Beijing Institute for Brain Disorders, Beijing 100069 , P.R. China.
ACS Chem Neurosci. 2019 Feb 20;10(2):910-921. doi: 10.1021/acschemneuro.8b00447. Epub 2019 Jan 18.
Alpha-synuclein (α-syn), a small soluble protein containing 140 amino acids, is associated with the recycling pool of synaptic vesicles in presynaptic terminals. The misfolding and aggregation of α-syn is closely related to a group of neurodegenerative diseases, including Parkinson's disease (PD), which is one of the most common progressive neurodegenerative diseases. Varieties of the post-translational modifications (PTMs) of α-syn, including phosphorylation, ubiquitination, and glycosylation, have been detected in soluble and aggregated α-syn in vivo. These PTMs can have either positive or negative effects on α-syn aggregation and toxicity, which may play critical roles in PD pathogenesis. Herein, we review the advances in synthetic and semisynthetic chemistry to generate homogeneous α-syn variants with site-specific modifications. Using these modified α-syn, we gain insight into the consequences of PTMs on α-syn aggregation and other biophysical properties, which can help elucidate the role of PTMs in the pathogenesis of PD and develop potential therapies to PD.

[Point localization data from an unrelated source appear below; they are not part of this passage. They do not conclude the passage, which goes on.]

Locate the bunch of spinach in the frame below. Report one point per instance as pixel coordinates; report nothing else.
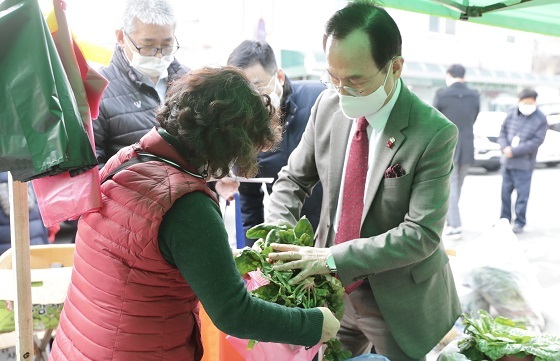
(314, 291)
(489, 338)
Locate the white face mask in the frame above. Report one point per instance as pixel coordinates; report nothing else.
(355, 107)
(150, 66)
(527, 109)
(275, 99)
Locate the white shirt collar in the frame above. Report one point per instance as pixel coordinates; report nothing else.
(378, 120)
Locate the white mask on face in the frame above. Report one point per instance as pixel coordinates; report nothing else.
(275, 99)
(150, 66)
(527, 109)
(355, 107)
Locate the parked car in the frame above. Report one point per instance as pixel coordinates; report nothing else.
(487, 150)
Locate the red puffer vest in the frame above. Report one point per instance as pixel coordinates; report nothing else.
(125, 302)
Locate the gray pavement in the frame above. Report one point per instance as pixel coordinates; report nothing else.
(540, 242)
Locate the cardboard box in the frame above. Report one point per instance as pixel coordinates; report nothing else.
(51, 269)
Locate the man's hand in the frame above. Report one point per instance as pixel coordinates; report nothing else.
(310, 260)
(226, 188)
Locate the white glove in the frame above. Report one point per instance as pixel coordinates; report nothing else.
(310, 260)
(330, 324)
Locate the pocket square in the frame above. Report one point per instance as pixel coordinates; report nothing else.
(394, 171)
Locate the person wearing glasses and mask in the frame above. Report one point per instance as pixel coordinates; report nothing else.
(384, 158)
(141, 68)
(294, 101)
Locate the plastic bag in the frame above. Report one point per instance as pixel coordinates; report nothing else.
(500, 278)
(42, 131)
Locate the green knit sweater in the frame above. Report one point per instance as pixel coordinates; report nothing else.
(193, 223)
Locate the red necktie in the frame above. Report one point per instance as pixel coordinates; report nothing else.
(354, 188)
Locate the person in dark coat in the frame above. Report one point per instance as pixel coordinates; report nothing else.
(294, 100)
(461, 105)
(521, 135)
(38, 233)
(140, 71)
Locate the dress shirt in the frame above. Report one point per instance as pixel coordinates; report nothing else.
(376, 124)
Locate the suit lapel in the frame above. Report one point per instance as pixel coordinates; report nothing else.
(398, 120)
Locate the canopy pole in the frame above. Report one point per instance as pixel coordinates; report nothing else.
(21, 266)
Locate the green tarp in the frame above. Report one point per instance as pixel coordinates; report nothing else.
(41, 130)
(536, 16)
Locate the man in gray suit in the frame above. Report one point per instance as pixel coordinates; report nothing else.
(402, 298)
(461, 105)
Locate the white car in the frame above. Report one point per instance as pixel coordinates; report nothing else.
(487, 150)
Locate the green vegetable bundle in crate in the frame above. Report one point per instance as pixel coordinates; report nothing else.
(313, 291)
(502, 339)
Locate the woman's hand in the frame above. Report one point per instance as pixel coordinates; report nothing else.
(330, 324)
(310, 260)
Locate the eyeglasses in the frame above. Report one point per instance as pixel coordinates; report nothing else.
(152, 50)
(267, 86)
(326, 79)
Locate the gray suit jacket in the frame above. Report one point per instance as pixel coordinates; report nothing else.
(401, 253)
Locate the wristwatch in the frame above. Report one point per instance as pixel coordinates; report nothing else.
(329, 263)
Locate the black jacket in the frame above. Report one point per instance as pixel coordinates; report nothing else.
(460, 105)
(127, 108)
(296, 108)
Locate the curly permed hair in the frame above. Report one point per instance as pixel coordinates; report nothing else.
(221, 120)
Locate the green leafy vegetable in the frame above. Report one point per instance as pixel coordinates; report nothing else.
(314, 291)
(490, 339)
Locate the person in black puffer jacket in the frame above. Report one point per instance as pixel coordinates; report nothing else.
(140, 71)
(37, 231)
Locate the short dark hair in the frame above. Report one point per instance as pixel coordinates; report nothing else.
(528, 93)
(220, 118)
(251, 52)
(383, 33)
(456, 71)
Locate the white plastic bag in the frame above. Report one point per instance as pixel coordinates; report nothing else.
(495, 267)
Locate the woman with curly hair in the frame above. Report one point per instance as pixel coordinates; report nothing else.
(158, 245)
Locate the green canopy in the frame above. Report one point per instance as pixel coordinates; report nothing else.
(536, 16)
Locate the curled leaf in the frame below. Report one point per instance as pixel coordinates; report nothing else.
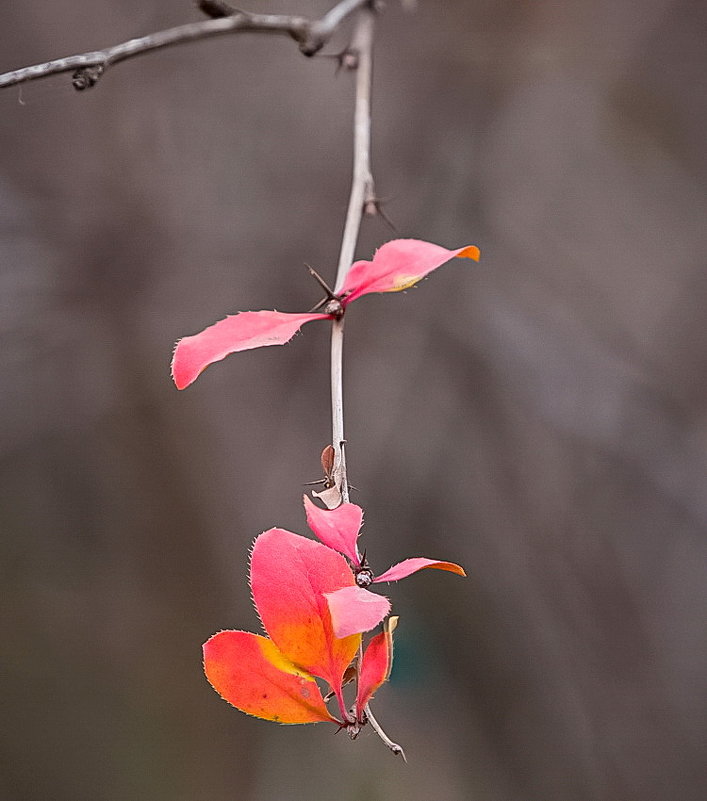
(235, 333)
(354, 610)
(249, 671)
(398, 265)
(409, 566)
(376, 665)
(338, 528)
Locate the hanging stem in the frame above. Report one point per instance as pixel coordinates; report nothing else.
(361, 50)
(361, 197)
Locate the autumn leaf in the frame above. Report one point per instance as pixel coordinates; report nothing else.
(396, 265)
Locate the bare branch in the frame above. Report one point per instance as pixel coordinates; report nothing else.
(361, 186)
(311, 35)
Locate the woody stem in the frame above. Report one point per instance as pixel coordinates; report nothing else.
(361, 50)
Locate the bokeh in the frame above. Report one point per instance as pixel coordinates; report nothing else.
(540, 417)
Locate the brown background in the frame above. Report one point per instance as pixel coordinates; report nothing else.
(540, 417)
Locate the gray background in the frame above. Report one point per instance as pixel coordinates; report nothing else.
(540, 417)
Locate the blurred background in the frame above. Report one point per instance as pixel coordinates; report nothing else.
(540, 417)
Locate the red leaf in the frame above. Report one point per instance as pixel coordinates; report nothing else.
(289, 576)
(248, 671)
(354, 610)
(376, 665)
(338, 528)
(409, 566)
(239, 332)
(398, 265)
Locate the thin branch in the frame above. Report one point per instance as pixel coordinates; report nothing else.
(361, 186)
(394, 747)
(311, 35)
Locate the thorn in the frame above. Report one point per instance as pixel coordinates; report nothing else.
(86, 77)
(373, 207)
(322, 283)
(217, 8)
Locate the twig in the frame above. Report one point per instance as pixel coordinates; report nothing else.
(311, 35)
(361, 187)
(394, 747)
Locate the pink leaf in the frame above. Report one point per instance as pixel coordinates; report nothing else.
(354, 610)
(376, 665)
(409, 566)
(289, 576)
(238, 332)
(338, 528)
(398, 265)
(249, 671)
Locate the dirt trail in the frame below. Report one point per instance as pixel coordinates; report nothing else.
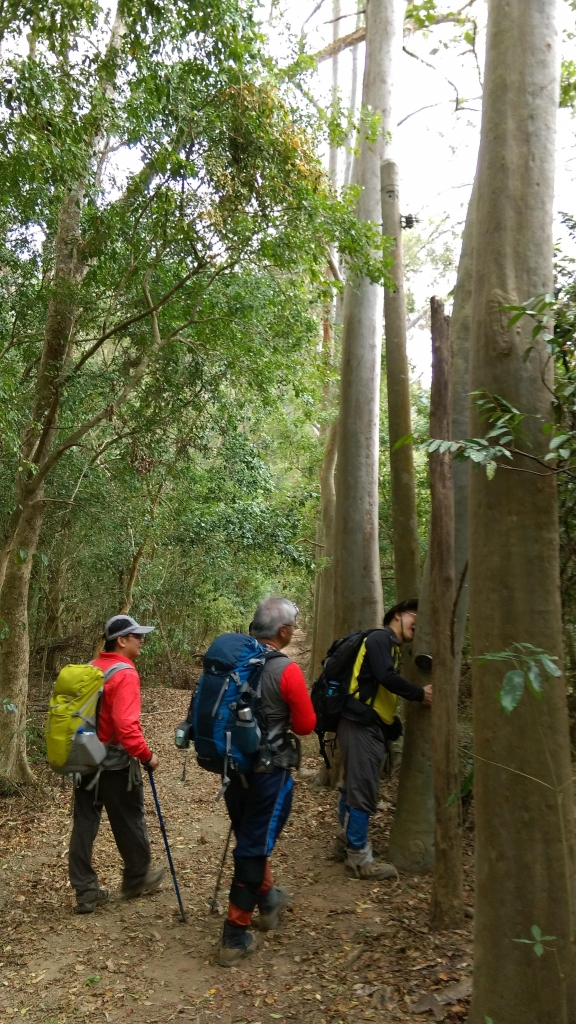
(348, 951)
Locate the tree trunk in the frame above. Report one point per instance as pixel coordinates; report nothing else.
(324, 597)
(447, 906)
(523, 785)
(14, 648)
(404, 513)
(411, 842)
(25, 525)
(357, 566)
(460, 333)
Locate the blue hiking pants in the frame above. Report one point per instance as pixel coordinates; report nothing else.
(258, 813)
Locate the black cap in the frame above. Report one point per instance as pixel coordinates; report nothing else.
(397, 609)
(123, 626)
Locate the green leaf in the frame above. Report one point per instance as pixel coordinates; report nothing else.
(512, 688)
(556, 441)
(467, 782)
(535, 680)
(549, 665)
(517, 316)
(403, 440)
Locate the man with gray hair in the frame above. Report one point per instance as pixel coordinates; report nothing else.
(259, 803)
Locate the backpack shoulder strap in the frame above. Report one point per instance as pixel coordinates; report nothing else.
(271, 654)
(114, 669)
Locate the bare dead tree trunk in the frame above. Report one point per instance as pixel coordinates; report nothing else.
(404, 513)
(525, 847)
(460, 333)
(447, 906)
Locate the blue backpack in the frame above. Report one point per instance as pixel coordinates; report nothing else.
(225, 720)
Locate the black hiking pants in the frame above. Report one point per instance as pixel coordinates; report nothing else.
(126, 815)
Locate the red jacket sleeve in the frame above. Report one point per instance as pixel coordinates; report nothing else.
(293, 690)
(123, 697)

α-突触核蛋白(α-syn),一种含有 140 个氨基酸的小可溶性蛋白,与突触前末梢中突触小泡的再循环池有关。α-syn 的错误折叠和聚集与包括帕金森病(PD)在内的一组神经退行性疾病密切相关,PD 是最常见的进行性神经退行性疾病之一。在体内可溶性和聚集的 α-syn 中已经检测到各种 α-syn 的翻译后修饰(PTMs),包括磷酸化、泛素化和糖基化。这些 PTMs 可能对 α-syn 的聚集和毒性有积极或消极的影响,这可能在 PD 的发病机制中起关键作用。本文综述了用于生成具有定点修饰的均一 α-syn 变体的合成和半合成化学的进展。使用这些修饰的 α-syn,我们深入了解 PTMs 对 α-syn 聚集和其他生物物理性质的影响,这有助于阐明 PTMs 在 PD 发病机制中的作用,并开发针对 PD 的潜在治疗方法。